Broadly speaking, market participants have ratcheted back monetary easing expectations since the Fed’s October meeting, but remain convinced policymakers will deliver at least two rate cuts after today’s move. Treasury yields and the dollar could move sharply in the minutes after this afternoon’s announcement as markets parse the number of dovish and hawkish dissenters, the “dot plot” projections, and comments made during the press conference for any evidence that this assumption is wrong. We have no strong views going in—there are very plausible arguments for easing or maintaining policy—but would caution market participants that positioning is tilted toward a hawkish tone from Powell, so a dovish surprise could generate more travel in markets than the opposite.

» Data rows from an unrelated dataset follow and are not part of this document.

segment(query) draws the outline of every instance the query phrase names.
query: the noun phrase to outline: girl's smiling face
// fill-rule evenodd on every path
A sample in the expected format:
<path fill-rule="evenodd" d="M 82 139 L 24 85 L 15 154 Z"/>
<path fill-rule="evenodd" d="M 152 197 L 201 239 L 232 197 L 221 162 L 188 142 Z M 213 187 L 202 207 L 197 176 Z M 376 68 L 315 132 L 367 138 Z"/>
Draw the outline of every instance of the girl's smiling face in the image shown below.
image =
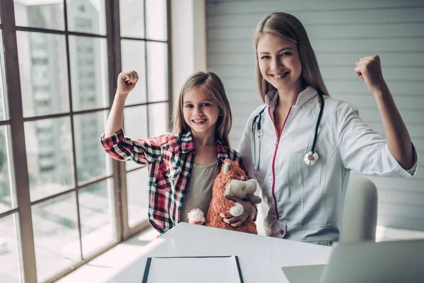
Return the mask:
<path fill-rule="evenodd" d="M 302 64 L 295 42 L 267 33 L 258 42 L 257 54 L 261 74 L 274 88 L 290 90 L 302 84 Z"/>
<path fill-rule="evenodd" d="M 184 93 L 182 107 L 184 120 L 192 132 L 215 134 L 220 110 L 211 96 L 201 87 Z"/>

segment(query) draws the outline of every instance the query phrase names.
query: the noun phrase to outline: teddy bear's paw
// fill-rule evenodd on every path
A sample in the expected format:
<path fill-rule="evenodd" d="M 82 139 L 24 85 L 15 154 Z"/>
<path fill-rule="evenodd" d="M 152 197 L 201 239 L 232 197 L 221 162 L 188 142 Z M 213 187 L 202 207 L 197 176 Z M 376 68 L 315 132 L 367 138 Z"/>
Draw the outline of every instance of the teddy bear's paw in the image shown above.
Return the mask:
<path fill-rule="evenodd" d="M 205 214 L 198 208 L 192 209 L 190 212 L 187 213 L 187 216 L 189 217 L 189 223 L 192 224 L 203 225 L 206 221 Z"/>
<path fill-rule="evenodd" d="M 232 207 L 230 209 L 230 214 L 233 216 L 240 216 L 244 212 L 245 209 L 243 208 L 243 206 L 238 202 L 236 202 L 234 207 Z"/>

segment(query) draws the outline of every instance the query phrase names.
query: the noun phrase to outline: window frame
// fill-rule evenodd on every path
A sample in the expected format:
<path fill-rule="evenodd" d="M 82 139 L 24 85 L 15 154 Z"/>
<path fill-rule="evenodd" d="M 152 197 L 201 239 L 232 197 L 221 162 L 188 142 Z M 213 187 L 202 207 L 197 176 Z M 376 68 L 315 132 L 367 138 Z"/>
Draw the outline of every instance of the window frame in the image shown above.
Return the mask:
<path fill-rule="evenodd" d="M 167 103 L 168 112 L 172 112 L 172 57 L 171 57 L 171 27 L 170 27 L 170 0 L 165 0 L 166 5 L 166 26 L 167 26 L 167 40 L 153 40 L 146 38 L 146 0 L 143 1 L 144 5 L 144 37 L 143 38 L 132 38 L 121 37 L 120 34 L 120 21 L 119 21 L 119 1 L 111 0 L 105 1 L 105 20 L 106 34 L 104 35 L 90 34 L 81 32 L 73 32 L 68 30 L 68 19 L 66 5 L 67 1 L 63 0 L 64 6 L 64 30 L 51 30 L 39 28 L 23 27 L 16 25 L 15 12 L 14 12 L 14 1 L 13 0 L 1 0 L 0 1 L 0 15 L 1 16 L 1 22 L 0 23 L 0 29 L 1 30 L 2 40 L 4 47 L 4 64 L 5 64 L 5 81 L 6 89 L 5 89 L 5 99 L 8 103 L 6 110 L 8 110 L 8 120 L 0 121 L 0 126 L 9 126 L 11 132 L 11 150 L 12 160 L 12 170 L 15 173 L 13 174 L 13 180 L 15 187 L 19 187 L 19 193 L 17 195 L 17 207 L 7 210 L 0 213 L 0 219 L 5 216 L 15 214 L 18 220 L 17 225 L 18 243 L 20 255 L 20 265 L 21 271 L 21 279 L 28 283 L 37 282 L 37 270 L 36 270 L 36 258 L 35 258 L 35 246 L 34 242 L 34 233 L 33 230 L 33 219 L 32 219 L 32 207 L 33 205 L 45 202 L 52 199 L 60 197 L 62 195 L 72 194 L 76 192 L 76 206 L 77 206 L 77 217 L 78 217 L 78 231 L 79 234 L 79 246 L 81 260 L 67 267 L 65 270 L 57 272 L 52 277 L 46 279 L 43 282 L 52 282 L 58 279 L 64 277 L 68 273 L 74 270 L 76 268 L 87 263 L 88 261 L 101 255 L 105 251 L 114 247 L 119 243 L 128 239 L 134 234 L 139 233 L 141 231 L 150 227 L 150 224 L 147 220 L 140 222 L 138 225 L 130 227 L 129 226 L 128 219 L 128 199 L 126 197 L 126 173 L 136 170 L 141 170 L 143 167 L 138 167 L 126 171 L 125 163 L 119 162 L 116 160 L 112 161 L 112 174 L 107 174 L 105 176 L 98 178 L 94 180 L 90 180 L 83 183 L 79 183 L 77 180 L 77 163 L 76 156 L 76 144 L 75 144 L 75 129 L 74 129 L 74 116 L 81 114 L 88 114 L 99 112 L 102 110 L 110 110 L 112 106 L 115 90 L 117 88 L 117 77 L 122 68 L 121 61 L 121 40 L 122 39 L 134 39 L 144 42 L 145 47 L 147 46 L 148 42 L 160 42 L 167 44 L 167 99 L 149 103 L 148 98 L 148 61 L 145 62 L 144 67 L 146 71 L 146 101 L 142 103 L 131 104 L 126 106 L 140 106 L 146 105 L 147 110 L 147 127 L 148 132 L 148 105 L 155 103 Z M 63 113 L 37 115 L 34 117 L 24 117 L 23 109 L 22 105 L 22 96 L 20 88 L 20 79 L 19 64 L 18 60 L 18 44 L 17 44 L 17 31 L 24 32 L 37 32 L 45 33 L 47 34 L 57 34 L 64 35 L 66 38 L 66 62 L 68 68 L 68 92 L 69 100 L 69 110 Z M 107 81 L 108 81 L 108 96 L 109 96 L 109 106 L 105 108 L 90 108 L 83 110 L 73 110 L 72 99 L 78 99 L 78 97 L 72 97 L 71 90 L 71 58 L 69 52 L 69 35 L 77 35 L 88 37 L 89 38 L 105 38 L 107 42 Z M 7 42 L 7 44 L 5 44 Z M 147 59 L 147 49 L 146 49 L 146 59 Z M 10 95 L 13 93 L 13 95 Z M 27 165 L 26 147 L 24 135 L 24 122 L 29 121 L 36 121 L 45 118 L 58 118 L 66 117 L 70 118 L 71 141 L 72 141 L 72 158 L 73 160 L 73 178 L 74 187 L 71 189 L 65 191 L 55 193 L 48 197 L 43 197 L 31 202 L 30 195 L 30 180 L 28 177 L 28 167 Z M 170 121 L 167 125 L 170 127 Z M 99 144 L 99 146 L 100 145 Z M 17 174 L 20 172 L 20 174 Z M 113 183 L 113 195 L 114 195 L 114 224 L 115 224 L 115 234 L 117 236 L 116 241 L 113 243 L 105 246 L 101 250 L 98 250 L 95 253 L 92 254 L 89 257 L 85 258 L 82 250 L 82 236 L 81 236 L 81 221 L 80 219 L 80 207 L 78 202 L 78 192 L 80 190 L 87 187 L 90 185 L 98 183 L 112 178 Z M 147 181 L 147 180 L 146 180 Z M 146 204 L 147 205 L 147 204 Z M 23 260 L 23 259 L 25 259 Z"/>

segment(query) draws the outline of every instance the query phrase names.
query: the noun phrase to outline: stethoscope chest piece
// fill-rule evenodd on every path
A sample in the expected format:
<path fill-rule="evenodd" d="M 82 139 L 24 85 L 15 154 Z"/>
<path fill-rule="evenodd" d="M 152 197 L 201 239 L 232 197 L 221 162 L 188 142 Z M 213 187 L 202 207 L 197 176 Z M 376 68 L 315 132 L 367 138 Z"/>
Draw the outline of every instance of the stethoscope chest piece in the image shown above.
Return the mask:
<path fill-rule="evenodd" d="M 310 151 L 305 155 L 305 163 L 307 165 L 314 165 L 318 161 L 318 154 Z"/>

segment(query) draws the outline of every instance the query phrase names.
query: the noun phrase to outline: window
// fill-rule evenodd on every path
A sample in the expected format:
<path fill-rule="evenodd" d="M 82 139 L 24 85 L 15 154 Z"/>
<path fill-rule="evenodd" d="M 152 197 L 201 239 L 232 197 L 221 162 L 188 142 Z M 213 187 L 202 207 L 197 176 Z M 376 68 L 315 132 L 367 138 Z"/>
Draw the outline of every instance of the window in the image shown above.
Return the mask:
<path fill-rule="evenodd" d="M 54 282 L 146 226 L 147 168 L 99 137 L 122 70 L 140 78 L 127 135 L 166 132 L 171 104 L 169 0 L 35 2 L 0 2 L 1 283 Z"/>

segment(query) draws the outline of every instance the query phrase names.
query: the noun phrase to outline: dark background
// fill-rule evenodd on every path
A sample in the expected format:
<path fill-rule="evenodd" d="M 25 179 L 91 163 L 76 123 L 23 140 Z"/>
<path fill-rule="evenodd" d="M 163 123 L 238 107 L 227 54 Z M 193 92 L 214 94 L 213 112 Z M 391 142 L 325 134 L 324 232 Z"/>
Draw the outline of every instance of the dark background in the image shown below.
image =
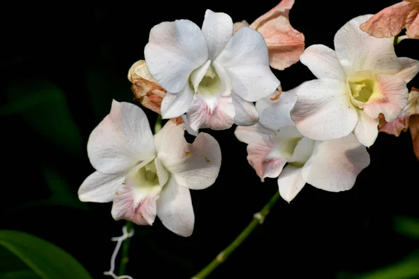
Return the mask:
<path fill-rule="evenodd" d="M 278 2 L 135 1 L 95 7 L 20 3 L 3 10 L 1 26 L 2 193 L 1 229 L 33 234 L 62 248 L 94 278 L 105 278 L 124 221 L 111 203 L 82 203 L 77 191 L 94 171 L 86 144 L 109 112 L 112 98 L 132 102 L 130 66 L 143 59 L 150 29 L 163 21 L 202 24 L 207 8 L 252 22 Z M 291 24 L 306 47 L 333 47 L 336 31 L 358 15 L 375 13 L 392 1 L 300 0 Z M 419 40 L 395 47 L 399 56 L 419 59 Z M 274 70 L 289 90 L 314 78 L 297 63 Z M 416 77 L 409 84 L 419 87 Z M 152 125 L 156 114 L 146 111 Z M 216 183 L 191 191 L 196 224 L 178 236 L 156 218 L 135 227 L 126 273 L 134 278 L 189 278 L 230 243 L 278 190 L 261 183 L 246 159 L 234 128 L 207 131 L 221 147 Z M 281 199 L 262 226 L 210 278 L 332 278 L 401 260 L 418 248 L 397 234 L 399 216 L 419 218 L 418 171 L 410 134 L 381 133 L 369 149 L 371 165 L 348 191 L 332 193 L 306 185 L 288 204 Z M 419 262 L 418 262 L 419 264 Z"/>

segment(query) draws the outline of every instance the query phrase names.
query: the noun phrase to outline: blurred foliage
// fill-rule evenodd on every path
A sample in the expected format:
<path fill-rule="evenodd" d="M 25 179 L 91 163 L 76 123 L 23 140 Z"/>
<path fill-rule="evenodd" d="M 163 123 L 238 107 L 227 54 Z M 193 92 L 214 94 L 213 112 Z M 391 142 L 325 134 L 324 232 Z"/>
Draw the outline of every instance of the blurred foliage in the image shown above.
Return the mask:
<path fill-rule="evenodd" d="M 46 79 L 25 78 L 10 82 L 5 94 L 8 103 L 0 107 L 1 116 L 19 114 L 51 144 L 80 153 L 80 133 L 57 85 Z"/>
<path fill-rule="evenodd" d="M 91 279 L 89 273 L 62 249 L 33 235 L 11 230 L 0 231 L 0 245 L 17 257 L 29 269 L 8 271 L 2 278 Z M 4 250 L 1 252 L 4 252 Z M 4 255 L 2 259 L 6 259 Z M 10 255 L 7 258 L 10 258 Z M 4 261 L 2 261 L 4 262 Z M 15 264 L 15 260 L 12 260 Z M 15 266 L 15 267 L 16 266 Z M 35 277 L 35 274 L 38 276 Z"/>

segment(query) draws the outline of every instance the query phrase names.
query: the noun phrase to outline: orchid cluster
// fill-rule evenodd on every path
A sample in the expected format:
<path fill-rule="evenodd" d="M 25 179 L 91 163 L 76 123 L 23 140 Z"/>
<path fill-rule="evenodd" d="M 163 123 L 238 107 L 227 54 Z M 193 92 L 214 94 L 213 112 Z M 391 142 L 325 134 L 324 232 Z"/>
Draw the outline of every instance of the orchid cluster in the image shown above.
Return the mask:
<path fill-rule="evenodd" d="M 306 183 L 351 189 L 369 165 L 367 148 L 379 131 L 397 136 L 410 129 L 419 158 L 419 90 L 409 93 L 407 86 L 419 61 L 397 57 L 394 47 L 403 28 L 419 38 L 419 1 L 349 20 L 336 33 L 335 50 L 304 47 L 289 22 L 293 3 L 283 0 L 251 24 L 207 10 L 201 27 L 187 20 L 154 26 L 145 59 L 128 78 L 134 100 L 169 121 L 153 135 L 140 107 L 113 100 L 89 139 L 96 171 L 81 185 L 80 199 L 112 202 L 115 220 L 137 225 L 158 216 L 189 236 L 195 218 L 189 190 L 212 185 L 221 165 L 218 142 L 200 130 L 233 124 L 256 174 L 262 181 L 277 179 L 288 202 Z M 298 61 L 316 79 L 282 91 L 272 70 Z M 185 131 L 196 137 L 192 144 Z"/>

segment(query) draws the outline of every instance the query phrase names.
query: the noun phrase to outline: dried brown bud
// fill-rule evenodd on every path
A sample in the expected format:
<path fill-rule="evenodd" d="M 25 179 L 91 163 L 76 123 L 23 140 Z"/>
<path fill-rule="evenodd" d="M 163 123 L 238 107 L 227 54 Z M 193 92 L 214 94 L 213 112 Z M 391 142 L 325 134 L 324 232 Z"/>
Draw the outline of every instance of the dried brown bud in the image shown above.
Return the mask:
<path fill-rule="evenodd" d="M 145 60 L 134 63 L 128 73 L 128 79 L 133 84 L 131 90 L 134 100 L 138 101 L 154 112 L 161 114 L 160 107 L 166 91 L 159 84 L 148 70 Z M 182 117 L 171 119 L 176 124 L 183 123 Z"/>

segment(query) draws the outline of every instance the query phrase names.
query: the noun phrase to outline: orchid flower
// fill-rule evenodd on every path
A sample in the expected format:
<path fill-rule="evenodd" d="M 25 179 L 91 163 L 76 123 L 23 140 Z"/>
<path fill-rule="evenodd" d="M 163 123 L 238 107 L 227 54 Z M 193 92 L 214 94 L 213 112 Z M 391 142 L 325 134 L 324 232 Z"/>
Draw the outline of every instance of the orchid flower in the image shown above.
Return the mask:
<path fill-rule="evenodd" d="M 302 86 L 282 92 L 279 98 L 256 102 L 259 122 L 235 131 L 237 139 L 248 144 L 247 160 L 258 176 L 263 181 L 278 177 L 279 193 L 288 202 L 306 183 L 330 192 L 349 190 L 369 165 L 366 148 L 353 134 L 318 141 L 298 132 L 290 112 Z"/>
<path fill-rule="evenodd" d="M 314 45 L 301 55 L 301 62 L 318 79 L 299 88 L 291 110 L 305 137 L 328 140 L 353 132 L 361 144 L 370 146 L 378 135 L 379 114 L 392 121 L 406 106 L 406 83 L 419 71 L 419 61 L 398 58 L 393 38 L 361 31 L 360 24 L 370 17 L 355 17 L 338 30 L 335 50 Z"/>
<path fill-rule="evenodd" d="M 186 113 L 194 130 L 257 122 L 251 102 L 271 94 L 279 81 L 260 33 L 242 28 L 233 36 L 233 30 L 228 15 L 210 10 L 202 29 L 186 20 L 152 29 L 144 54 L 150 73 L 167 91 L 163 119 Z"/>
<path fill-rule="evenodd" d="M 376 38 L 394 37 L 406 28 L 406 35 L 419 39 L 419 0 L 404 0 L 385 8 L 360 25 Z"/>
<path fill-rule="evenodd" d="M 235 32 L 249 27 L 262 34 L 267 45 L 270 66 L 277 70 L 284 70 L 298 62 L 304 52 L 304 34 L 290 23 L 289 13 L 293 5 L 294 0 L 282 0 L 250 25 L 245 20 L 234 24 Z"/>
<path fill-rule="evenodd" d="M 113 202 L 112 216 L 138 225 L 163 225 L 182 236 L 192 234 L 194 214 L 189 189 L 215 181 L 221 166 L 219 145 L 200 133 L 192 144 L 183 125 L 168 121 L 154 136 L 144 112 L 128 103 L 112 102 L 110 113 L 87 142 L 96 169 L 78 190 L 82 202 Z"/>
<path fill-rule="evenodd" d="M 384 132 L 396 137 L 402 131 L 409 128 L 413 143 L 413 151 L 419 160 L 419 89 L 412 88 L 409 95 L 407 105 L 395 120 L 387 122 L 384 117 L 380 118 L 380 132 Z"/>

On the slightly-colder side of the border, the Canadian dollar is struggling to extend its post-jobs-number rally, suggesting that market participants have joined us in expecting a degree of dovish push-back from Bank of Canada Governor Tiff Macklem after this morning’s policy decision. To our knowledge, no professional forecaster is expecting a move on interest rates today, given Canada’s still-stubborn inflation backdrop, a policy rate that is already well into neutral territory, and signs of resilience in labour markets. But with investors moving to price in a rate hike for 2026—and at least one major bank calling for two—policymakers may seek to ward off an undesirable tightening in financial conditions by casting doubt on the economy’s underlying strength. There’s two-way price risk going into the post-decision press conference.
A hawkish repricing is rolling across rate curves around the world as investors mark up the likelihood of central bank rate hikes next year. After similar moves in New Zealand, Australia, Japan, and Canada, the euro area became the latest to see swap markets beginning to price in a 2026 hike this morning when Christine Lagarde told a Financial Times conference she expects the European Central Bank to again raise its growth forecast when officials meet next week. Boosted by an energy price slump and Germany’s fiscal reforms, measures of consumer and business confidence in the common currency zone are beginning to recover after a multi-dimensional series of shocks in recent years, and after a brief reversal, economic surprise indices—which measure the difference between forecasts and realised data—are again outperforming their American equivalents. This might not last long—fiscal spending efforts are notorious for delivering disappointing results—but could keep the euro well supported into year end.

The next shoe to drop could be in the US itself, where a number of powerful tailwinds might lead to a temporary upgrade in growth, inflation, and interest rate expectations in the early new year. With artificial intelligence infrastructure investment increasing, fiscal stimulus flowing via tax cuts and spending increases, financial conditions remaining in extremely accommodative territory, wage gains continuing, tariffs on the verge of a potential rollback, and policy uncertainty falling from its highs, it seems reasonable to expect an uptick in measures of economic performance in the first months of 2026. We don’t expect this to last given that there are many reasons to suspect that growth will slow over the course of the year, but a temporary reappraisal of the Fed’s easing trajectory—with cuts seen coming at a slower cadence and reaching terminal levels earlier than currently expected—could generate some lift under a beleaguered dollar in the first quarter.